Pavilion Health Today
Supporting healthcare professionals to deliver the best patient care

Charity donates £370k to dementia researchers in a bid to find a cure

Alzheimer’s Research UK has donated £370k to dementia researchers at the University of Exeter as part of a £3 million funding announcement to accelerate effective dementia treatments.

Alzheimer’s Research UK has donated £370k to dementia researchers at the University of Exeter as part of a £3 million funding announcement to accelerate effective dementia treatments.

The funding will go to three researchers: Prof Katie Lunnon (£152k), Prof Wendy Noble (£148k) and Dr Emma Dempster (£68k).

One study to analyse the role of the APOE gene

Prof Lunnon is supporting the ground-breaking work of PhD student Luke Weymouth. His work will help unpick exactly how certain forms of a gene called APOE can cause Alzheimer’s disease.

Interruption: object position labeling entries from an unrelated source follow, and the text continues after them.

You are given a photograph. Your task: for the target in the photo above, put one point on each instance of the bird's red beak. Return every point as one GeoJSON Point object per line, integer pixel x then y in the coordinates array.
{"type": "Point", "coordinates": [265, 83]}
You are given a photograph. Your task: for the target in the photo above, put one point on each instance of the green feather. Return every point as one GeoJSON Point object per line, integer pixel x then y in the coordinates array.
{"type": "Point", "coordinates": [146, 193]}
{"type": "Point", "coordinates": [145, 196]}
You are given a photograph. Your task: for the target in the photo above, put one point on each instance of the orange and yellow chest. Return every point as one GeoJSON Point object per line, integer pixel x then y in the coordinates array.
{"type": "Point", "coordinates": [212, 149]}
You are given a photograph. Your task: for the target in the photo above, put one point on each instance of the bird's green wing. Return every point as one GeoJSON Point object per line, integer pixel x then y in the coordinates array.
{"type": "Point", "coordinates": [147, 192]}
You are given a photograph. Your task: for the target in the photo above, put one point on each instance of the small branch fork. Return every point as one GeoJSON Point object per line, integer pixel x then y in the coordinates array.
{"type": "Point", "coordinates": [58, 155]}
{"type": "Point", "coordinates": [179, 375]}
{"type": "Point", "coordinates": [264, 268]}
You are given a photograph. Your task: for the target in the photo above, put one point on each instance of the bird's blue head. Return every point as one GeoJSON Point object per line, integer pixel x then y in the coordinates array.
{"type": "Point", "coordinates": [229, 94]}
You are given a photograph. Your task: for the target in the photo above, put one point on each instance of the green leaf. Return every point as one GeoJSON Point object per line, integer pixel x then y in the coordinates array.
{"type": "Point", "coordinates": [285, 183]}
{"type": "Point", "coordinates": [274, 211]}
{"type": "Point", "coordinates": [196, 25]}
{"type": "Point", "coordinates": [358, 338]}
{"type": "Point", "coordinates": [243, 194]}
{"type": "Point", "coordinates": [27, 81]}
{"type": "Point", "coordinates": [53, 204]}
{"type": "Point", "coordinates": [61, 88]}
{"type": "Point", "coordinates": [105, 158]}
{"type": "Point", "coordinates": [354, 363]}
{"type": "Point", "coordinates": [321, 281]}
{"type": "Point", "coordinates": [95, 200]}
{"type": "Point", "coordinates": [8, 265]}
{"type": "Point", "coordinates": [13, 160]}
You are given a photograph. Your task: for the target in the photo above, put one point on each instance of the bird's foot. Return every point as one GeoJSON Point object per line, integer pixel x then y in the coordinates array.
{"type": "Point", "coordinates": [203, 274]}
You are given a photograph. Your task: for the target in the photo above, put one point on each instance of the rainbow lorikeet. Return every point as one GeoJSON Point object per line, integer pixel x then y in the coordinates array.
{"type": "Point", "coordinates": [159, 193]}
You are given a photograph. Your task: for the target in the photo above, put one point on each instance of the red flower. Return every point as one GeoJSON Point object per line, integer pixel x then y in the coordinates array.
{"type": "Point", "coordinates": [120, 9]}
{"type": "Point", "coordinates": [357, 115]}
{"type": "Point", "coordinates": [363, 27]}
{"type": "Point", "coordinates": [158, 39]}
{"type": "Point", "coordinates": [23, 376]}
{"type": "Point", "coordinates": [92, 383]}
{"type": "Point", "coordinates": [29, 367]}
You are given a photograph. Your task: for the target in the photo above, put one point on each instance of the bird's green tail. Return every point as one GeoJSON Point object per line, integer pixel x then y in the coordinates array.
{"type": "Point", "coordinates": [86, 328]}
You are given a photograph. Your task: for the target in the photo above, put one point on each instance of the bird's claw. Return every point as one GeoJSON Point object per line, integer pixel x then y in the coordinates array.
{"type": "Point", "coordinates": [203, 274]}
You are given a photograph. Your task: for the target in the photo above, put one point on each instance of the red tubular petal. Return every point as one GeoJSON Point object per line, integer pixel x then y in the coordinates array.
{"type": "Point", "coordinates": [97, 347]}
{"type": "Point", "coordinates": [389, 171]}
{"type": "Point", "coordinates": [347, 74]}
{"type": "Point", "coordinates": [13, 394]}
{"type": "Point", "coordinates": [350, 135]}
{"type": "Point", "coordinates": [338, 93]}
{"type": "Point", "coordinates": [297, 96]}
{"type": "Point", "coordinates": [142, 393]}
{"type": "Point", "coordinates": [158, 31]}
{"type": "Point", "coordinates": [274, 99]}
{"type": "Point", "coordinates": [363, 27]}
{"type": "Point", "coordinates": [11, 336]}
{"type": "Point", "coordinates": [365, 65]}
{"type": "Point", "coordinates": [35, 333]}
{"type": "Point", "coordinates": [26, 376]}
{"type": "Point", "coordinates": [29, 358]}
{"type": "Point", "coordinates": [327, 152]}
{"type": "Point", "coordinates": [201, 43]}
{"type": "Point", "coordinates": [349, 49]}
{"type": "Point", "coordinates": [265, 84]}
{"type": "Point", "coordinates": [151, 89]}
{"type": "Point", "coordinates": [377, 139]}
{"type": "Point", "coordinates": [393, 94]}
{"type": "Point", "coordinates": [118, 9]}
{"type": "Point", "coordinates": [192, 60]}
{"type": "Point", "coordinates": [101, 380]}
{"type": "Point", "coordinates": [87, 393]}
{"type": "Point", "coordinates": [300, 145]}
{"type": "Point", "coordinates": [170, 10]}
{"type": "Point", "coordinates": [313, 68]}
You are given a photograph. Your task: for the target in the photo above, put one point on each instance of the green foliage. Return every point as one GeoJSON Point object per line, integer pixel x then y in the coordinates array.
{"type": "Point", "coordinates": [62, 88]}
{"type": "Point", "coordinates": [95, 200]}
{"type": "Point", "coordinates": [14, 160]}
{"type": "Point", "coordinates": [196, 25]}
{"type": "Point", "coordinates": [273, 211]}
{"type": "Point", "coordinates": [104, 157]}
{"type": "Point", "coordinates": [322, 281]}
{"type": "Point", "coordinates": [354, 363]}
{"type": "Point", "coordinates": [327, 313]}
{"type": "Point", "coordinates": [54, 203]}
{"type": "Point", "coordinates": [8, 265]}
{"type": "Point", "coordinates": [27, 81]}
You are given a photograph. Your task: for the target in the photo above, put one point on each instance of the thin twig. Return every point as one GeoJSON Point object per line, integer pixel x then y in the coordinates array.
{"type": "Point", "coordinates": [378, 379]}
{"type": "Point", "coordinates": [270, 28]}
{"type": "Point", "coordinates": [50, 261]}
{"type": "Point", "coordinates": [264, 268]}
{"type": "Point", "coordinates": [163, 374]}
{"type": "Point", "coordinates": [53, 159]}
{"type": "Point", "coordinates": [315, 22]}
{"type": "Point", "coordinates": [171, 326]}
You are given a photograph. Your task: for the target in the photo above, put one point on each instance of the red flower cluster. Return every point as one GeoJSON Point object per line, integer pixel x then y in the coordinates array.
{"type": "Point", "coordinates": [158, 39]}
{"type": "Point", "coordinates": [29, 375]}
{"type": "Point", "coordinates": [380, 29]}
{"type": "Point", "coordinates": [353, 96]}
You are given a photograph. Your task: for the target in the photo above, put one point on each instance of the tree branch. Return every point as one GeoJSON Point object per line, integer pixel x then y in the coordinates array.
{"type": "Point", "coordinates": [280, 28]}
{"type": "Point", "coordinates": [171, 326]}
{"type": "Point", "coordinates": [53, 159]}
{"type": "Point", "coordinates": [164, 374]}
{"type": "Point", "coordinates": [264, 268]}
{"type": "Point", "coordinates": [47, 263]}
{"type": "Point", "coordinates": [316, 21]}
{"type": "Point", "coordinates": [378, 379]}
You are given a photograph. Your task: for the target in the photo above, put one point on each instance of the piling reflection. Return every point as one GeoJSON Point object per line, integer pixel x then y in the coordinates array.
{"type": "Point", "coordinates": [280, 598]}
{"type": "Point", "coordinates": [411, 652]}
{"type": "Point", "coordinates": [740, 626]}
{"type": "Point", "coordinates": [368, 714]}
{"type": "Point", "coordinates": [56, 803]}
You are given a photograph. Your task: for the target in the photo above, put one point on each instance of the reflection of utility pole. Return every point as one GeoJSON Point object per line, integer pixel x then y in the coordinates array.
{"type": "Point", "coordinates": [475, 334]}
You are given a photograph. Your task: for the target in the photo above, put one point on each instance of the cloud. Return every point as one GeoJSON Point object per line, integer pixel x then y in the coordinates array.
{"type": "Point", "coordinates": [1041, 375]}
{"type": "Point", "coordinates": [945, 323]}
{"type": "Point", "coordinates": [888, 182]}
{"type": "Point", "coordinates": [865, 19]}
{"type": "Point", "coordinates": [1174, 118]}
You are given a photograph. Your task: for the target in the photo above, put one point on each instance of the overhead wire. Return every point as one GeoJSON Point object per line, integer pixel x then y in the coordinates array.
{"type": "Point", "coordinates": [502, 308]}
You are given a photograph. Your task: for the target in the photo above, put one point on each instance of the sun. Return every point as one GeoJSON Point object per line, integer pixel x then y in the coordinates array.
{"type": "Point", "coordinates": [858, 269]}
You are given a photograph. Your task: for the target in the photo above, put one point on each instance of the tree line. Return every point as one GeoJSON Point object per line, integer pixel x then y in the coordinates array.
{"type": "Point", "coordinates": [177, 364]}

APOE makes a protein that keeps brain cells healthy, however a certain form of the gene known as APOE4 is known to increase the risk of Alzheimer’s disease.

Around one in four people inherit a copy of APOE4, making them three times more likely to develop the disease. People who inherit two copies are more than eight times more likely to go on to develop Alzheimer’s.

Luke’s research will look at how the gene increases a person’s risk in hope of developing new treatment and prevention avenues. He will look at the role of epigenetics, building on research by Prof Lunnon.

“Epigenetics is one way our cells switch their genes on and off and involves adding or removing chemical tags on sections of their DNA. This process can sometimes misfire and cause diseases to develop, such as cancer.”

Prof Lunnon’s research found that the high-risk version of APOE is susceptible to having these chemical tags added to it in a way that stops it from working properly. This impacts the brain’s ability to clear away amyloid protein, causing it to build-up and damage nerve cells. Luke’s project will aim to work out if this happens in Alzheimer’s disease.

“Epigenetic changes are reversible, so if we can understand these processes, they can potentially be modified by drugs or even by changing our behaviours. This could help us design new treatments and prevention strategies for people with the APOE risk gene, which is an incredibly exciting prospect,” he said.

Support for studies which could change the lives of people living with dementia

The other funding packages will go to a study looking to develop new treatments that target a protein called tau (which builds up in the brain during Alzheimer’s disease), and a study looking at how molecular signals emerge in the early stages of Alzheimer’s disease. This could lead to a test which could detect the disease before symptoms emerge.

Dr Sara Imarisio, Head of Strategic Initiatives at Alzheimer’s Research UK, said the charity is “delighted” to announce the funding which will find new ways to treat, detect and prevent diseases that cause dementia.

“These three projects demonstrate how we are funding research that will do exactly that. They also underline our commitment to develop the next generation of dementia researchers. By funding early career scientists, not only do we make vital scientific progress, but we also bring new talent into the dementia research field.

“We only support the very best scientific ideas with the greatest potential to change the lives of people living with dementia. Each new discovery that these projects produce paves the way for better diagnosis, treatment, and prevention and ultimately for a cure,” she said.